The invention has been described herein, with reference to certain preferred embodiments, in order to enable the reader to practice the invention without undue experimentation. However, a person having ordinary skill in the art will readily recognize that many of the components and parameters may be varied or modified to a certain extent or substituted for known equivalents without departing from the scope of the invention. It should be appreciated that such modifications and equivalents are herein incorporated as if individually set forth.
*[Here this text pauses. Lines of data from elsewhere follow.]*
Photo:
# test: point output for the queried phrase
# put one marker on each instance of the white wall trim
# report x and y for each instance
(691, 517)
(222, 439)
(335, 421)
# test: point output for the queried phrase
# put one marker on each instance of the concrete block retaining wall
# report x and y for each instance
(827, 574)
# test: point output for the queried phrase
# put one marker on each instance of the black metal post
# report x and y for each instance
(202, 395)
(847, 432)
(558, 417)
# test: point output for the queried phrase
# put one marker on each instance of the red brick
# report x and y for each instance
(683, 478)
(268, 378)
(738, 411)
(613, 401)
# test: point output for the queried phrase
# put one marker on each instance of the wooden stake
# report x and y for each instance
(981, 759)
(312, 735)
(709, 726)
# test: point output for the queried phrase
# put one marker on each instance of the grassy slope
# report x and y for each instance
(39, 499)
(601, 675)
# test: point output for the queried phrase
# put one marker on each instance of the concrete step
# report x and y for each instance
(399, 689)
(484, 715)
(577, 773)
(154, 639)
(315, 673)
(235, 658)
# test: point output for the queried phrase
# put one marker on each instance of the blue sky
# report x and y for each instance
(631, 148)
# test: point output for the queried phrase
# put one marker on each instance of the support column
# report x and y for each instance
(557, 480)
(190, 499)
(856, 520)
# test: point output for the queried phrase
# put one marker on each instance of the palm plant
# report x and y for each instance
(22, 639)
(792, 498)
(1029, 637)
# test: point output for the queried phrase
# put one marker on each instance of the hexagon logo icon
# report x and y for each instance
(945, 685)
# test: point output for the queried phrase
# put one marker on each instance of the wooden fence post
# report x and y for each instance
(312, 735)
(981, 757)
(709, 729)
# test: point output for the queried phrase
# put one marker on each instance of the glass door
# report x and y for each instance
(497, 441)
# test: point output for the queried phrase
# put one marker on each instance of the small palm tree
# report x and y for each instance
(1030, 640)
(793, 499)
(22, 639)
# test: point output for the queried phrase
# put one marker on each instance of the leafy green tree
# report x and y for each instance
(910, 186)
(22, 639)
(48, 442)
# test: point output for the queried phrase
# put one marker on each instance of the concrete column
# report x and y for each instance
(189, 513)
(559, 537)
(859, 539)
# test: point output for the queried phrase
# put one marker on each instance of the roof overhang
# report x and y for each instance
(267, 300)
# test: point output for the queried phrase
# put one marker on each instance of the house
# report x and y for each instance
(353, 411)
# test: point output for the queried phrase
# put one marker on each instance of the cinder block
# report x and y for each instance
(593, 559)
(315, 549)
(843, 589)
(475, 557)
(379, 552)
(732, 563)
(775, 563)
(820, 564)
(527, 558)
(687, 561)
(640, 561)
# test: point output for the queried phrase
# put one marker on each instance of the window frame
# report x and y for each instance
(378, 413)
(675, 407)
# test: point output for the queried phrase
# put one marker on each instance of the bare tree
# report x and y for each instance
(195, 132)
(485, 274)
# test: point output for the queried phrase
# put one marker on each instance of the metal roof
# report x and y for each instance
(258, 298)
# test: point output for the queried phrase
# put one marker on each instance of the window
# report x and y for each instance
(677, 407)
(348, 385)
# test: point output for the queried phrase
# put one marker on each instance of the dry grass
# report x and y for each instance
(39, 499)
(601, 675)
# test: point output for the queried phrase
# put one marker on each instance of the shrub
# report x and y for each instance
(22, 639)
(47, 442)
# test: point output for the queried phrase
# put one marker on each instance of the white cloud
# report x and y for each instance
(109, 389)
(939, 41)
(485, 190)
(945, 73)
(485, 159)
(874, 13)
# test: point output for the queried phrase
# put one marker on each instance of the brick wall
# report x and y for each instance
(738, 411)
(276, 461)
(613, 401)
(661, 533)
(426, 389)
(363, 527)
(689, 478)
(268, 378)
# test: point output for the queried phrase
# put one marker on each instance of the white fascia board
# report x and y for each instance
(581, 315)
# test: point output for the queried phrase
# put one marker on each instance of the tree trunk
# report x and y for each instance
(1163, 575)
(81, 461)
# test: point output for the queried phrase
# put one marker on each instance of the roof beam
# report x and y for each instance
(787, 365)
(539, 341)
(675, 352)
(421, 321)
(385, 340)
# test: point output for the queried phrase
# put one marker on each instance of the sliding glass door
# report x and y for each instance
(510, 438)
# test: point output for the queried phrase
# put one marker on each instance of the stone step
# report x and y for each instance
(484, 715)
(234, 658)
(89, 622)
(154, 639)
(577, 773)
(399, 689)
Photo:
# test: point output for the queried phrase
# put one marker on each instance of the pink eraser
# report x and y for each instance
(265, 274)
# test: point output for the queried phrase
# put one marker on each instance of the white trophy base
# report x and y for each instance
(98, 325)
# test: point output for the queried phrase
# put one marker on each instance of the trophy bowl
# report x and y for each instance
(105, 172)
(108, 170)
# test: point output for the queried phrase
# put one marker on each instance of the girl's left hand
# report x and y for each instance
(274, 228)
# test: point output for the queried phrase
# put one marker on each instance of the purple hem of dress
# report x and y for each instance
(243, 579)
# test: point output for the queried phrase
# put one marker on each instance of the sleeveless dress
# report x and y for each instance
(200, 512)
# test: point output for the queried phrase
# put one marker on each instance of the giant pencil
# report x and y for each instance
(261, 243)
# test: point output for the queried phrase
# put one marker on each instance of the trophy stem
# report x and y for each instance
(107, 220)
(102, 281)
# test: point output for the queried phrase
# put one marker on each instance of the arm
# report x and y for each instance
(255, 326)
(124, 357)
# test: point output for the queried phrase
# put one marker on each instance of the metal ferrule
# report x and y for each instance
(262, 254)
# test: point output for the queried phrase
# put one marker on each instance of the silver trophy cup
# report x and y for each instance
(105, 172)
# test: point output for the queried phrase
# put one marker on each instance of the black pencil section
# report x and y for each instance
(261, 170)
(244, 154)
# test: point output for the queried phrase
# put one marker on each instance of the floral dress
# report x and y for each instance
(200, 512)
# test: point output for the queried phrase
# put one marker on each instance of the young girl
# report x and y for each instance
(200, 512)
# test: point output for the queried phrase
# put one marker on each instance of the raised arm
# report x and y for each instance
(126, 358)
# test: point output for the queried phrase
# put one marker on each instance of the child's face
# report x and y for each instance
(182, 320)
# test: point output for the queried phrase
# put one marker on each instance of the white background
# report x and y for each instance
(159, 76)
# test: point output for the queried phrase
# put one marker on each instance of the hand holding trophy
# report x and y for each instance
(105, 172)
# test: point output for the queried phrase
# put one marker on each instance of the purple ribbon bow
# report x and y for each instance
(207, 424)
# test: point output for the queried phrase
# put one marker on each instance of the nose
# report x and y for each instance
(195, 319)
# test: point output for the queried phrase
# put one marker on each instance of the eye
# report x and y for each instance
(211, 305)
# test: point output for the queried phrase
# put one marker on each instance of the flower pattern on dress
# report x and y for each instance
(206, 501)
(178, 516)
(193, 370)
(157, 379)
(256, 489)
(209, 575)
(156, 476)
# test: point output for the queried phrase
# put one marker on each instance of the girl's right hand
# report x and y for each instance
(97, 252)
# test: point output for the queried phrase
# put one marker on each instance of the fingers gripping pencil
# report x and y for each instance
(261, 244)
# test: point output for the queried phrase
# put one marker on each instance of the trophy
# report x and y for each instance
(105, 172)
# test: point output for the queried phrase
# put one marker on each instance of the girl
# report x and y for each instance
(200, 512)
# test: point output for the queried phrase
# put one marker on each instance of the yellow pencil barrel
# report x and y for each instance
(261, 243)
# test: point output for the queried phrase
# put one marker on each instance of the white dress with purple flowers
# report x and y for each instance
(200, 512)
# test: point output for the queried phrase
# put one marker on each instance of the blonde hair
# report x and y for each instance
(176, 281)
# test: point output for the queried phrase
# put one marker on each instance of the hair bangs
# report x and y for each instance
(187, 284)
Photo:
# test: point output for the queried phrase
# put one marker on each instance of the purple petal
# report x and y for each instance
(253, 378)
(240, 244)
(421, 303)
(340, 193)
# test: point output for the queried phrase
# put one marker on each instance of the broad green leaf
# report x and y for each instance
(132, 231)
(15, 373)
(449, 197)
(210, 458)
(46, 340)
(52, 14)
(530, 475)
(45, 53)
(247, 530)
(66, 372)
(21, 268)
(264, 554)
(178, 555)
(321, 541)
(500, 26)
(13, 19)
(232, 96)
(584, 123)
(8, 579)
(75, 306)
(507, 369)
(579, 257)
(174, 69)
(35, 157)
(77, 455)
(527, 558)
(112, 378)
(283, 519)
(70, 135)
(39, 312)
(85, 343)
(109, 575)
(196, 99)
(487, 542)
The invention also includes all of the steps, features, compositions and compounds referred to or indicated in this specification, individually or collectively, and any and all combinations of any two or more of said steps or features.
Furthermore, titles, headings, or the like are provided to enhance the reader's comprehension of this document, and should not be read as limiting the scope of the present invention.
The entire disclosures of all applications, patents and publications, cited above and below, if any, are hereby incorporated by reference.
The reference to any prior art in this specification is not, and should not be taken as, an acknowledgment or any form of suggestion that that prior art forms part of the common general knowledge in any country in the world.
Throughout this specification, unless the context requires otherwise, the word “comprise”, and variations such as “comprises” and “comprising”, will be understood to imply the inclusion of a stated integer or step or group of integers or steps but not the exclusion of any other integer or step or group of integers or steps.

Claims

1-8. (canceled)

9. A method for treating a PPAR-related disorder in a subject in need thereof, the method comprising:

administering to said subject a pharmaceutical composition comprising:

a) a micelle comprising amphiphilic co-polymers and cell targeting molecules that bind to CD44,

b) quantum dots, and

c) a medicament that treats cardiac ischemia, and

wherein said micelle contains said medicament and said quantum dots; and

wherein said PPAR-related disorder is cardiac ischemia.

10-12. (canceled)

13. The method of claim 9, wherein said cell targeting molecule is hyaluronic acid.

14. The method of claim 9, wherein said quantum dots comprise silicon.